Drs. Riddle and Gerstein (1) suggest renaming the hemoglobin glycation index (HGI) to reflect the possibility that interindividual variation in HGI in the ACCORD trial could be an artifact of how blood glucose was measured. HGI is the difference between an individual’s observed HbA1c and a predicted HbA1c derived by inserting a time-matched blood glucose measurement into a regression equation describing the linear population relationship between blood glucose and HbA1c. In our analysis of ACCORD (2), we used baseline HbA1c and fasting plasma glucose (FPG) to show that high HGI at baseline (i.e., HbA1c higher than predicted by FPG) was associated with worse outcomes. Riddle and Gerstein correctly note that FPG provides no information about person-to-person differences in glucose control during the day. One might thus conclude that high HGI calculated using FPG was associated with adverse outcomes in ACCORD because HbA1c reflects person-to-person differences in blood glucose dynamics that are missed by FPG.
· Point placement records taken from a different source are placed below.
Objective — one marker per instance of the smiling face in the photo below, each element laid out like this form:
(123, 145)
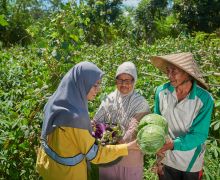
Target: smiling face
(94, 91)
(176, 75)
(125, 83)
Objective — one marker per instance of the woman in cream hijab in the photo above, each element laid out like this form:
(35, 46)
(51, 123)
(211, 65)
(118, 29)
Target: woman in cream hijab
(126, 107)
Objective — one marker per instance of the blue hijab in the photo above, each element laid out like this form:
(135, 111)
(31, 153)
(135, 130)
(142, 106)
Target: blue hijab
(68, 106)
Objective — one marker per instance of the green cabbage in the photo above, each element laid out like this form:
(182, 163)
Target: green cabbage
(153, 119)
(151, 138)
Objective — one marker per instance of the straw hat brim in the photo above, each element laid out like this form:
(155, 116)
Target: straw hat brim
(161, 63)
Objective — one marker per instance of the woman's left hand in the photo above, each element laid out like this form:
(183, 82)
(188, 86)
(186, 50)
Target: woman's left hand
(167, 146)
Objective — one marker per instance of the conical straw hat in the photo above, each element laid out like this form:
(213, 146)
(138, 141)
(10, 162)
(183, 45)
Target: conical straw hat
(184, 61)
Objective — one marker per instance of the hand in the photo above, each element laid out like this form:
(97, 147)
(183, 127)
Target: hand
(133, 145)
(167, 146)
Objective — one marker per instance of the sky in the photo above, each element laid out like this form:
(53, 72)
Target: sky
(131, 2)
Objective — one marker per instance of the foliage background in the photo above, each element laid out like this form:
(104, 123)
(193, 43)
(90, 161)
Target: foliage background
(54, 38)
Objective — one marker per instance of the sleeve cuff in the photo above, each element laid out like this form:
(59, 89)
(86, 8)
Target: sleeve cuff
(176, 144)
(122, 149)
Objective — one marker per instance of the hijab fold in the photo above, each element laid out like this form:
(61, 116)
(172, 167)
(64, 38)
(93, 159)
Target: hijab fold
(68, 106)
(118, 107)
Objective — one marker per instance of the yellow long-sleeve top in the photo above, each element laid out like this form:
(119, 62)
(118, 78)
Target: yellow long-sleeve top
(68, 142)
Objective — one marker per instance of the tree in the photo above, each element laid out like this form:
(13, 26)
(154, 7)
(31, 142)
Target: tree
(148, 11)
(198, 15)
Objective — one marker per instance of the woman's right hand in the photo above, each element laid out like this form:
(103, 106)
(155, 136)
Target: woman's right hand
(133, 145)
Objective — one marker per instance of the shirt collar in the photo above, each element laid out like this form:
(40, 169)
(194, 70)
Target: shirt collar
(192, 93)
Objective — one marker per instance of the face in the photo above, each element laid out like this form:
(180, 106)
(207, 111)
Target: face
(94, 91)
(176, 75)
(125, 83)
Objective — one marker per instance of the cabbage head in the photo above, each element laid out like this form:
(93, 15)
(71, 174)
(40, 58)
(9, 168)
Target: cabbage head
(153, 119)
(151, 138)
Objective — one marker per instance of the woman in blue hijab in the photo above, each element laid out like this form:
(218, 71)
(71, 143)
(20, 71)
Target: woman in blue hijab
(66, 140)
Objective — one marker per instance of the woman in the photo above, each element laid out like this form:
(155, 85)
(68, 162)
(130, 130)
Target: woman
(187, 106)
(66, 133)
(126, 107)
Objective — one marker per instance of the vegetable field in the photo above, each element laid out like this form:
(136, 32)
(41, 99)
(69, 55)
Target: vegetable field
(30, 71)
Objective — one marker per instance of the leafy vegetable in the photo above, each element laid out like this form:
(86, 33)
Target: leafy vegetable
(151, 138)
(153, 119)
(107, 133)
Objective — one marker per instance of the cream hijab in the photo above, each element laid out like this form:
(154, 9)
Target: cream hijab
(118, 107)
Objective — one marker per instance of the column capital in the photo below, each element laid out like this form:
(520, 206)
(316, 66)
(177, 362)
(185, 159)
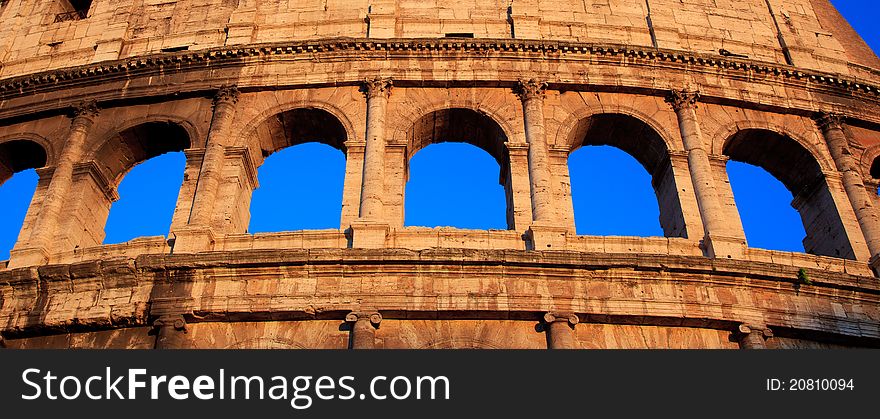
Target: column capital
(372, 316)
(226, 95)
(87, 109)
(530, 89)
(683, 99)
(826, 120)
(177, 322)
(377, 87)
(566, 317)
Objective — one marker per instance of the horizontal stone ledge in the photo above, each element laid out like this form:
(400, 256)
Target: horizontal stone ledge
(536, 317)
(119, 72)
(128, 272)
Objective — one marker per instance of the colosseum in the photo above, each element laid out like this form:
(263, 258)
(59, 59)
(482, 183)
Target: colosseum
(91, 88)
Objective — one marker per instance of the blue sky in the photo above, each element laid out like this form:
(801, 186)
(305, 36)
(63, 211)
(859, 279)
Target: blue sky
(450, 185)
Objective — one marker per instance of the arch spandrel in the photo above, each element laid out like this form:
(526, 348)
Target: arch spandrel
(566, 135)
(37, 143)
(413, 104)
(137, 141)
(253, 118)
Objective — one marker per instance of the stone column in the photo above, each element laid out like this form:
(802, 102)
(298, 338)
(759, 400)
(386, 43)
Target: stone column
(838, 144)
(198, 233)
(371, 228)
(560, 330)
(363, 329)
(546, 232)
(751, 337)
(171, 333)
(717, 241)
(40, 244)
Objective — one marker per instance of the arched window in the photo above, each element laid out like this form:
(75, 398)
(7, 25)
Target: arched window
(796, 168)
(144, 165)
(18, 181)
(611, 195)
(301, 179)
(452, 184)
(769, 221)
(300, 189)
(148, 195)
(467, 196)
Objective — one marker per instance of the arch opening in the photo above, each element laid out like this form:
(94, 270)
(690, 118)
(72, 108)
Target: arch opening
(300, 126)
(18, 185)
(302, 175)
(145, 164)
(445, 169)
(20, 155)
(800, 173)
(644, 144)
(312, 200)
(628, 205)
(875, 169)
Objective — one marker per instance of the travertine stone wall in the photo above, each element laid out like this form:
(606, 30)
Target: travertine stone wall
(810, 32)
(683, 86)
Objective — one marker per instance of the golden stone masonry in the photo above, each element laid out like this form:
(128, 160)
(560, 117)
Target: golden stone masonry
(88, 89)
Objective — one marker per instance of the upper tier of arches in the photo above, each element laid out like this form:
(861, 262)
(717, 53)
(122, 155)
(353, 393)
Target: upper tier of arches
(489, 118)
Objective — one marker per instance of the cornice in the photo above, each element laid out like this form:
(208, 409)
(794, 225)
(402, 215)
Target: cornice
(325, 49)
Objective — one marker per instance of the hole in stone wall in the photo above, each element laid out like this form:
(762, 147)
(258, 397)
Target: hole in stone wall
(300, 189)
(765, 208)
(72, 10)
(148, 195)
(456, 185)
(636, 141)
(16, 195)
(612, 194)
(18, 181)
(798, 170)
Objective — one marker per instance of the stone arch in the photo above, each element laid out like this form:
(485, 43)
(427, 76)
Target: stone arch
(98, 176)
(250, 129)
(463, 343)
(463, 125)
(22, 152)
(870, 163)
(286, 126)
(647, 145)
(132, 142)
(564, 132)
(299, 125)
(266, 343)
(797, 167)
(401, 128)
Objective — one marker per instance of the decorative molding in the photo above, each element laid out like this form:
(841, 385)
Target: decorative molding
(87, 109)
(183, 61)
(683, 99)
(827, 121)
(531, 89)
(374, 317)
(552, 317)
(175, 321)
(377, 87)
(227, 95)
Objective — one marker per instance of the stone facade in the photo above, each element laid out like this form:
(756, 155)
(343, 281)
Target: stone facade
(90, 89)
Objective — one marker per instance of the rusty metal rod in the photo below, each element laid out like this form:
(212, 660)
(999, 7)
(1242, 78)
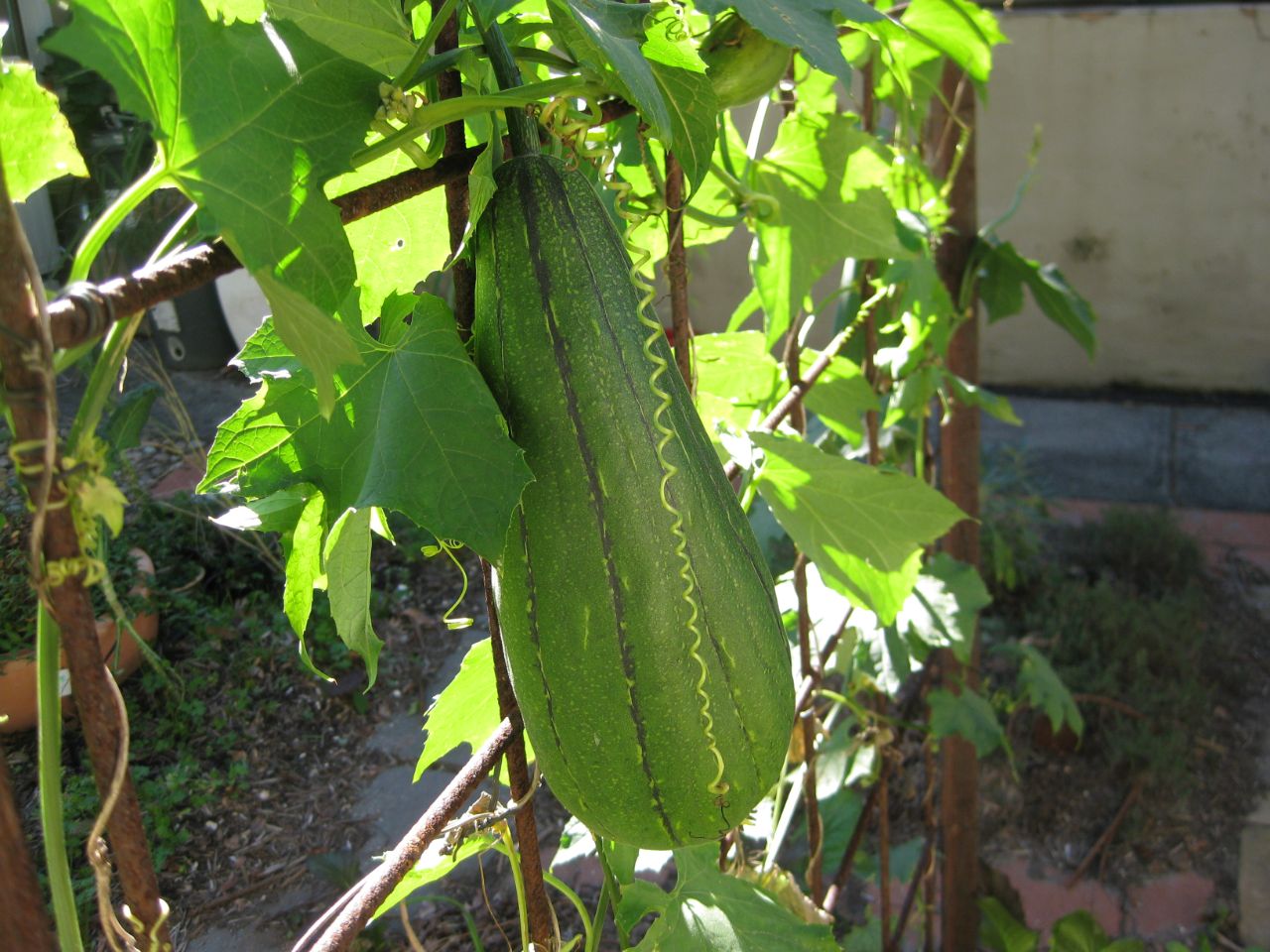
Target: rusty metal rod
(23, 923)
(27, 363)
(538, 905)
(357, 910)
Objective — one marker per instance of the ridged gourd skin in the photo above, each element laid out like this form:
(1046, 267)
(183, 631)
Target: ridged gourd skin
(588, 589)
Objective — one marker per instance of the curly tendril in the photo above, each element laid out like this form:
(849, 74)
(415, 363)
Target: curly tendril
(572, 128)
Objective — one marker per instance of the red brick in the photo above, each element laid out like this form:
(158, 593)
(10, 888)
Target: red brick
(1170, 907)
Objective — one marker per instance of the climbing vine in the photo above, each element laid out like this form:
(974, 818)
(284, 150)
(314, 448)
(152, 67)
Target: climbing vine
(270, 118)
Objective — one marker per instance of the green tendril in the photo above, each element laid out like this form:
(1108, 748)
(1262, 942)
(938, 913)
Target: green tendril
(572, 128)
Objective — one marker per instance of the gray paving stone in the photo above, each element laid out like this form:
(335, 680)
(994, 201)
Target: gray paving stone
(393, 802)
(1222, 458)
(1255, 885)
(1091, 449)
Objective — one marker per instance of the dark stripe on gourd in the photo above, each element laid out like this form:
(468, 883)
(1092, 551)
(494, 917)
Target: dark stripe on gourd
(597, 500)
(594, 619)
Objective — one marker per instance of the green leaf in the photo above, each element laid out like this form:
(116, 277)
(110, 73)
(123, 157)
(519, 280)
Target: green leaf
(966, 715)
(961, 31)
(123, 424)
(372, 32)
(398, 246)
(465, 711)
(611, 35)
(416, 429)
(347, 556)
(1001, 932)
(39, 145)
(826, 211)
(1044, 689)
(711, 910)
(1002, 275)
(321, 344)
(690, 100)
(252, 119)
(303, 548)
(803, 26)
(737, 367)
(945, 606)
(436, 865)
(849, 518)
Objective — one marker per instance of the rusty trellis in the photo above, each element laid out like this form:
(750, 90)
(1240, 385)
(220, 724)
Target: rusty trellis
(86, 311)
But this suggestion ignores prior studies showing that adverse outcomes are associated with high HGI when more comprehensive assessments of blood glucose dynamics are used to calculate HGI. For example, HGI based on mean blood glucose derived from seven-point profile measurements was positively associated with microvascular disease in the Diabetes Control and Complications Trial (DCCT) (3). The glycation gap (4), calculated the same way as HGI except that glycated serum protein replaces blood glucose in the regression equation, is positively associated with both HGI and adverse diabetes outcomes. Persistent person-to-person differences in HGI and the glycation gap have been observed in enough studies (5) that the question is not whether the phenomenon exists, but why.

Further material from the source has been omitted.